Forsake Me Not
Psalm 71, Part II
“God has forsaken him; pursue and seize him, for there is none to deliver him” / "You who have made me to see trouble and calamities will revive me again."
Many people are watching me right now and, while they may not be uttering the words of the Psalmist's enemies, some of them probably believe that I am forsaken by the Lord or that I have no deliverer. There are those who fear that I have, somehow, either set myself or been set by God (or fate) upon a path of sure destruction. The Psalmist anticipates these attacks--both on his physical body and on God's character--and cries out to the only one who can save.
He asks the Lord to be his defense and then conceptualizes and affirms his own appropriate response, namely to hope, praise, and tell. This response is instructive to me when I feel my heart vascillating under the weight of others' beliefs about my condition--medical, emotional, or spiritual--or their resulting actions toward me. "And my tongue will talk of your righteous help all the day long, for they have been put to shame and disappointed who sought to do me hurt." I cry out to the Lord in faith and express that faith to others through hope-filled words that point beyond my condition and my pain to the God who has allowed it for my good.

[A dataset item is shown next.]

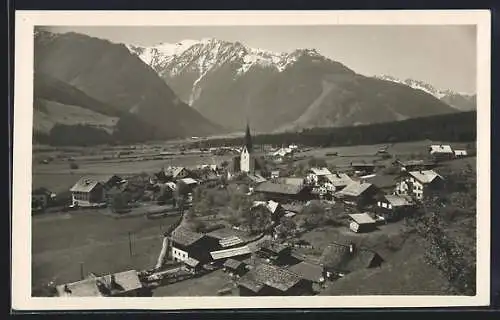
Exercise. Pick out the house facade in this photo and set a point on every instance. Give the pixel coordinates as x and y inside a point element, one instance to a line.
<point>420,184</point>
<point>88,193</point>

Yet the danger posed by the opinions or actions of men is not the crucible in which the most arduous testing occurs. The same Psalmist who pleads for help against his external enemies makes an astounding statement when he exclaims, "You who have made me to see trouble and calamities will revive me again." The Psalmist indicates that my hardships are ultimately coming not from the hands of my enemies but from the hand of my God.
You who have made me to see trouble-this truth changes everything. It changes both the way that I cry and also the way that I cry out. My pastor used a medical metaphor this morning to explain how the law functions in the life of a Christian. I won't quote him perfectly, but I believe that he described the law as a "sharp scalpel in the hand of a skillful surgeon". Though it inflicts pain, it does so only to expose and cure sickness. I see my illness as functioning in a similar way. It is, first, revealing and then parsimoniously extracting deep-seated areas of unbelief in my heart.
This fact changes the nature of the danger that I face entirely (as I blogged about earlier this week). Danger, for me, is not located in a physical condition but in a faithless heart. Peril is not the absence of a vindicator but the presence of the wrong one. "Forsake me not when my strength is spent" is the cry of one in danger who knows his own need and does not rush to meet it in his own strength. This is my model.
What, then, is an appropriate response to such a severe mercy from the Lord? Lord willing, my response should be one of faith, characterized by confidence and hope. He will revive me again. Will my life look exactly like it did before? Will my body look like it did before? These questions are not answered for me by the Psalm, but they are rendered penultimate by the knowledge that the Lord will bring me up again, even from the depths of the earth. The one who created my life and my body is welcome to recreate it; in fact, he has already promised to do so in the image of His Son, Jesus Christ!
Remember Christ upon the cross and burdens upon believing shoulders, and know that the Lord does not forsake His own.